Plain English Summary
Plain English summary as of 07/11/2018:
Background and study aims
Intimate partner violence is a major concern in refugee camps, as well as putting people at risk of mental health issues such as anxiety and depression (psychological distress). Studies have shown that psychological distress and intimate partner violence are directly related, in that intimate partner violence causes worse mental health and in turn mental health issues can increase risk of further intimate partner violence. It can be very difficult to break this cycle, and so an approach that addresses both mental health and the violence is necessary (integrated approach). The Nguvu (Kiswahili for strength and energy) project is an integrated approach designed to address these issues, through a combination of empowerment (providing information, discussing options and helping women make safe and informed choices to reduce violence) and psychological support (reducing emotional difficulties resulting from violence exposure). The aim of this study is to assess the relevance, acceptability and feasibility of a future definitive randomized controlled trial (RCT) evaluating the efficacy of an integrated intervention to reduce psychological distress and intimate partner violence for adult refugee women.
Who can participate?
Women who are refugees from the Democratic Republic of the Congo (DRC) currently living in Nyarugusu Refugee Camp (Tanzania) and participating in local women’s groups who have a history of intimate partner violence and are experiencing psychological distress.

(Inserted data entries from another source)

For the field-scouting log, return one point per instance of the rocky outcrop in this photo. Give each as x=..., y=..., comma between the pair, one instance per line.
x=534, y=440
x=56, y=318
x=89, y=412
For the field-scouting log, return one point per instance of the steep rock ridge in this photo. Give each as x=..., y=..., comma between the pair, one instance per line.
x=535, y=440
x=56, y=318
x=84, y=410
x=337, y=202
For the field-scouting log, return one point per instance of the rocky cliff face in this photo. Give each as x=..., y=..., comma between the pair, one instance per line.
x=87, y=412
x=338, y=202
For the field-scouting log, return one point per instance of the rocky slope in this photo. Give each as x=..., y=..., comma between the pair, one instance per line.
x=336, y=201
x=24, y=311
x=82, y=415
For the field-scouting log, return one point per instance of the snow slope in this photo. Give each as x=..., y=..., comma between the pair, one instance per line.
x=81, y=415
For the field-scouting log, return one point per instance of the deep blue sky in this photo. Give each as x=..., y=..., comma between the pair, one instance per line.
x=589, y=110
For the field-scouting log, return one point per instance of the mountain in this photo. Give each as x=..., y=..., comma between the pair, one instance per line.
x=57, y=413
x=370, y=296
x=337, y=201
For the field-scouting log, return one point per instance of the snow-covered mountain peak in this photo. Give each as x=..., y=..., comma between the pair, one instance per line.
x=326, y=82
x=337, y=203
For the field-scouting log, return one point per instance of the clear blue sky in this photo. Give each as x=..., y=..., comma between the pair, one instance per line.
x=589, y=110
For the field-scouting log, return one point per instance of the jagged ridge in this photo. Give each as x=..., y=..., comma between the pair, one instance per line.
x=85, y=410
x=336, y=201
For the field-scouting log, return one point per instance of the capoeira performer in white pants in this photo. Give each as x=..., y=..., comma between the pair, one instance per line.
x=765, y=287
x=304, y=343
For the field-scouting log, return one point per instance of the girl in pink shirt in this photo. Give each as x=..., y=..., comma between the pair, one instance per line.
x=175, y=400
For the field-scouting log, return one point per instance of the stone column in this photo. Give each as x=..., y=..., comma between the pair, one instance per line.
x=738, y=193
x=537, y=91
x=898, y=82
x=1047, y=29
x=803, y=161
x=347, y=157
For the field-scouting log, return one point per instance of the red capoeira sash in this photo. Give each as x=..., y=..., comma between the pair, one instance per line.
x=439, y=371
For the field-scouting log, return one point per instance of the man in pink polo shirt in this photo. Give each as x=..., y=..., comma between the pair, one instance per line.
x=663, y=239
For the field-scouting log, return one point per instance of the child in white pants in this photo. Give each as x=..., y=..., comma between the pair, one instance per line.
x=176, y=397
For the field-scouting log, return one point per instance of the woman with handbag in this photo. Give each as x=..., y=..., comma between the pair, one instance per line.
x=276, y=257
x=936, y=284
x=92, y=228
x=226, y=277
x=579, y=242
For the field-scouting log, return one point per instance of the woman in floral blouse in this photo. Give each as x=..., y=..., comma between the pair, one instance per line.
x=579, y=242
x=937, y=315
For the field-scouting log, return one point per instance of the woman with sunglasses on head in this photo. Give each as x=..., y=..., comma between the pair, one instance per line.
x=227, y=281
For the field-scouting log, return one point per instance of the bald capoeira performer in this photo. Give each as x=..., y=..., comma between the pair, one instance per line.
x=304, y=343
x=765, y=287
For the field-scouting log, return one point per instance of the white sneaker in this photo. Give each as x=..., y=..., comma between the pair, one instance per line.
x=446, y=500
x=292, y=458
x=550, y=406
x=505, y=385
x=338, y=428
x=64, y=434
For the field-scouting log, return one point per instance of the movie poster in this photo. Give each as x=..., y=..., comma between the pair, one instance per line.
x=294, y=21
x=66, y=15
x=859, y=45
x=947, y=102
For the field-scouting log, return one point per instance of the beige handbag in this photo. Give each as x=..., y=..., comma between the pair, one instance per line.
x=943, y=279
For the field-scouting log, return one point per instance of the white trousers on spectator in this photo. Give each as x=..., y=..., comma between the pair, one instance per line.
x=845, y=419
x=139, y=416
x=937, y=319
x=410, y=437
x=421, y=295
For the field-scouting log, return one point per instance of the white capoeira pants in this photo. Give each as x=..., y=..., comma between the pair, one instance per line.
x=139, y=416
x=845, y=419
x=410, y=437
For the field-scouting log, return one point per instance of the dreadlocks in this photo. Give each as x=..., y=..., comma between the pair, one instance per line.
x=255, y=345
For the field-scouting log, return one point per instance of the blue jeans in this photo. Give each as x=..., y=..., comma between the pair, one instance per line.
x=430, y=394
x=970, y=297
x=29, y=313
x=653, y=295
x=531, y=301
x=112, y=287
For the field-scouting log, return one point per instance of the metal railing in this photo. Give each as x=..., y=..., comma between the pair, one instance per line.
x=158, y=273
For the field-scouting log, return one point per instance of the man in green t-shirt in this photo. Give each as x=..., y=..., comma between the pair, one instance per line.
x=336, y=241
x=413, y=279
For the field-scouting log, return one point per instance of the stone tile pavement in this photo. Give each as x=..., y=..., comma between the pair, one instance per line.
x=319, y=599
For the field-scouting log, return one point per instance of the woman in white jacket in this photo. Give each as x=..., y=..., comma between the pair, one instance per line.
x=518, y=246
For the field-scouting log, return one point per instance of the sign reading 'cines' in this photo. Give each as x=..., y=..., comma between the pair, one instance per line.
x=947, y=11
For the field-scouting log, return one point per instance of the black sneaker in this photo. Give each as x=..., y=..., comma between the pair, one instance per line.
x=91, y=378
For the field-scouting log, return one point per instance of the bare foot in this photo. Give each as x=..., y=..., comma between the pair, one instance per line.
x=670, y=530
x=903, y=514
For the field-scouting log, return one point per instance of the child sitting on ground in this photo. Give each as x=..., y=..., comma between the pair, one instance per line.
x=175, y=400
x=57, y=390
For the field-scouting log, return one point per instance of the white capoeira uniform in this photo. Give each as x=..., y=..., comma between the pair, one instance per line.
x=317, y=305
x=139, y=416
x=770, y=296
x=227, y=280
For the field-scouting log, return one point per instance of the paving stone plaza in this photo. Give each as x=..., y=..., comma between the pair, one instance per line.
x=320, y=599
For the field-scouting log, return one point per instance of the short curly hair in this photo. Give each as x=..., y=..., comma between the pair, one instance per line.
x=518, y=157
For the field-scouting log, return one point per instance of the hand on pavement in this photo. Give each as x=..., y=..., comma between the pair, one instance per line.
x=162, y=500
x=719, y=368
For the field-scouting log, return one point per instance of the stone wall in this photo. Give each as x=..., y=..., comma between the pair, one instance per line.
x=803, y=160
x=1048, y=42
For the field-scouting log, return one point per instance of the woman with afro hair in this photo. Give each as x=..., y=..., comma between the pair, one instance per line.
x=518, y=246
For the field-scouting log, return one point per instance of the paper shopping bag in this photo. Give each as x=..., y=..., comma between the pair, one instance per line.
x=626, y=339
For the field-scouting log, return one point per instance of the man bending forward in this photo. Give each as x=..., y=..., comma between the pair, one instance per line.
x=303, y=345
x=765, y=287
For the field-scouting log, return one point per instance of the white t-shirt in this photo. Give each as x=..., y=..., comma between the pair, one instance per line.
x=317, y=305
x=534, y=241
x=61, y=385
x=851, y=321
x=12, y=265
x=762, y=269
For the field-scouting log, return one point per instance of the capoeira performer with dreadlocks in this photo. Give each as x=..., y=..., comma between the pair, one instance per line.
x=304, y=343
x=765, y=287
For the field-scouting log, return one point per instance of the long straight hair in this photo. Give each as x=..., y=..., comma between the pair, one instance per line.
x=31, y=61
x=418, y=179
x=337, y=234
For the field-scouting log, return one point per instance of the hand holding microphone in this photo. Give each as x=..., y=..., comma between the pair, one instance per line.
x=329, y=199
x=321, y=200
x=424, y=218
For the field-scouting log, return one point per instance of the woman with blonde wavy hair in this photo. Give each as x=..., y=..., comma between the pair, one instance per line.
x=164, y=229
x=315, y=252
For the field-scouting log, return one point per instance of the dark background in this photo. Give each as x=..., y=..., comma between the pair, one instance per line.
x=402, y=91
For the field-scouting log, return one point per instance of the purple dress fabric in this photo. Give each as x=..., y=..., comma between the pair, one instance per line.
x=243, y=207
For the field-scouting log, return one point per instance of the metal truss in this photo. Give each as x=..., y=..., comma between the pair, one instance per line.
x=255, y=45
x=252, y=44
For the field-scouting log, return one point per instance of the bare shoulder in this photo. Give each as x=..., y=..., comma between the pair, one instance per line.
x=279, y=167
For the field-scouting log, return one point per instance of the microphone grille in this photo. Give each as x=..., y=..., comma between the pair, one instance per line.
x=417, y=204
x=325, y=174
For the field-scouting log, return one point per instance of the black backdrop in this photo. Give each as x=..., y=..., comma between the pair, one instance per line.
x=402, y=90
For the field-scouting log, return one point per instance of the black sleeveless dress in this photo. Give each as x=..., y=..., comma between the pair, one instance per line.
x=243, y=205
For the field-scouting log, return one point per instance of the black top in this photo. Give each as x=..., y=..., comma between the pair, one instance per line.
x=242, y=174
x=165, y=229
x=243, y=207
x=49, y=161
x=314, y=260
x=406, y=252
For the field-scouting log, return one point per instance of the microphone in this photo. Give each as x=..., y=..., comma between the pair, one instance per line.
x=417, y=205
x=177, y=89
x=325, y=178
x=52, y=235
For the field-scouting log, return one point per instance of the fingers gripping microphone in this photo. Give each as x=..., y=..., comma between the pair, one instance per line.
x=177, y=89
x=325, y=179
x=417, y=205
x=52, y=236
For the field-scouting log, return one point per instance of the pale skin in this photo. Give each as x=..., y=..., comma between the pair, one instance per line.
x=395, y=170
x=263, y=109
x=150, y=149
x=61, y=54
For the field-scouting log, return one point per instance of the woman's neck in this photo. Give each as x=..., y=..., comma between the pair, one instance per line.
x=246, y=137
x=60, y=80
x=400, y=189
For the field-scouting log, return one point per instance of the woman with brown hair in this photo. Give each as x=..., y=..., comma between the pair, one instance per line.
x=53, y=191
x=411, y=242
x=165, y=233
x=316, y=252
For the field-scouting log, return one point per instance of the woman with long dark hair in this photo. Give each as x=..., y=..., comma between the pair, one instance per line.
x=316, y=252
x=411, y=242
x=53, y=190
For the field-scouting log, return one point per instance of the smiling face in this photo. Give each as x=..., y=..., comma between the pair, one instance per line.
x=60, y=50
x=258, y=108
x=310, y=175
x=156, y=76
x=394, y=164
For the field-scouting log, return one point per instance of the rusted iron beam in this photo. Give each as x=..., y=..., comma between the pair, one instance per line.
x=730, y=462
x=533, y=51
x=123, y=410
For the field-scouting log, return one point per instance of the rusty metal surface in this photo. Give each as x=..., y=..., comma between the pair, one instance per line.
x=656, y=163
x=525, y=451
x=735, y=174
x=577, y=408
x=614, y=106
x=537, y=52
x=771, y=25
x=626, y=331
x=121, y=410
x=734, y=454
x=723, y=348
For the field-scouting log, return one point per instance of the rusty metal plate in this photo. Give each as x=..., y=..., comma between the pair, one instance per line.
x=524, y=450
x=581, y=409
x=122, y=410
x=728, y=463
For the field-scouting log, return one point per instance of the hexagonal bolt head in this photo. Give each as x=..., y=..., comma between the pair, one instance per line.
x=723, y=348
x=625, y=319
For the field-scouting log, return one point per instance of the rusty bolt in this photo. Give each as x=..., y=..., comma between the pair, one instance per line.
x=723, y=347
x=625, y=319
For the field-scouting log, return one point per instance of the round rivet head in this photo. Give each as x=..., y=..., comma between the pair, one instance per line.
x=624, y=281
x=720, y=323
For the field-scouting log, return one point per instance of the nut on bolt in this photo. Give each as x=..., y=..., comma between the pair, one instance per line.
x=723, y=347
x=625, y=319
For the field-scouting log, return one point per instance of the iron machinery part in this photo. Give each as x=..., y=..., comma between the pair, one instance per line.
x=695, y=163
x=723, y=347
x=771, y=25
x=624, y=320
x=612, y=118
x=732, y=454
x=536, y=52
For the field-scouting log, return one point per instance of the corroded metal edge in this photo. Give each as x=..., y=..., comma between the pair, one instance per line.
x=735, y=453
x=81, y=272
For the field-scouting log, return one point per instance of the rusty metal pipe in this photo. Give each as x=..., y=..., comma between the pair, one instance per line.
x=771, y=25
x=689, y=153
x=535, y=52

What does the study involve?
The Nyarugusu Refugee Camp is divided into seven zones for Congolese refugees, which are further subdivided into 52 villages. Local women’s groups are organized within these villages and operate as opportunities for women to develop skills and strengthen their social networks. There are 59 women’s groups located in zones two through seven, which are randomly allocated into one of two study conditions: usual care with and without Nguvu. Participants recruited from women’s groups in the first group take part in the Nguvu program. Women’s groups in zone one are not included in the trial as this served as the sampling frame for our recently completed pilot study. The Nguvu program involves weekly sessions over eight weeks. Sessions one and eight focus on developing a safety plan and discussing issues surrounding intimate partner violence and psychological distress. Sessions two-seven focus on learning techniques to help identify stuck thoughts and learn skills to change ways of thinking that lead to psychological distress. Those living in villages in the usual care condition receive access to standard mental health and protection services during the eight week study period. This includes gender-based violence prevention and response services provided by the International Rescue Committee in Nyarugusu camp and mental health services provided by the Tanzania Red Cross. At the start of the study and then after nine and twenty weeks, participants in both groups complete a number of questionnaires to measure psychological distress and to find out if they have experienced any further intimate partner violence.
What are the possible benefits and risks of participating?
Participants who take part in the Nguvu program may benefit from reduced levels of distress and intimate partner violence. Participants who receive the standard care services are also likely to benefit in this way should they choose to use the services that are available. The main risks of this study involve possible discomfort when discussing personal topics related to mental health and intimate partner violence and social/safety risks if the participant’s partner or other community members are aware of their participation.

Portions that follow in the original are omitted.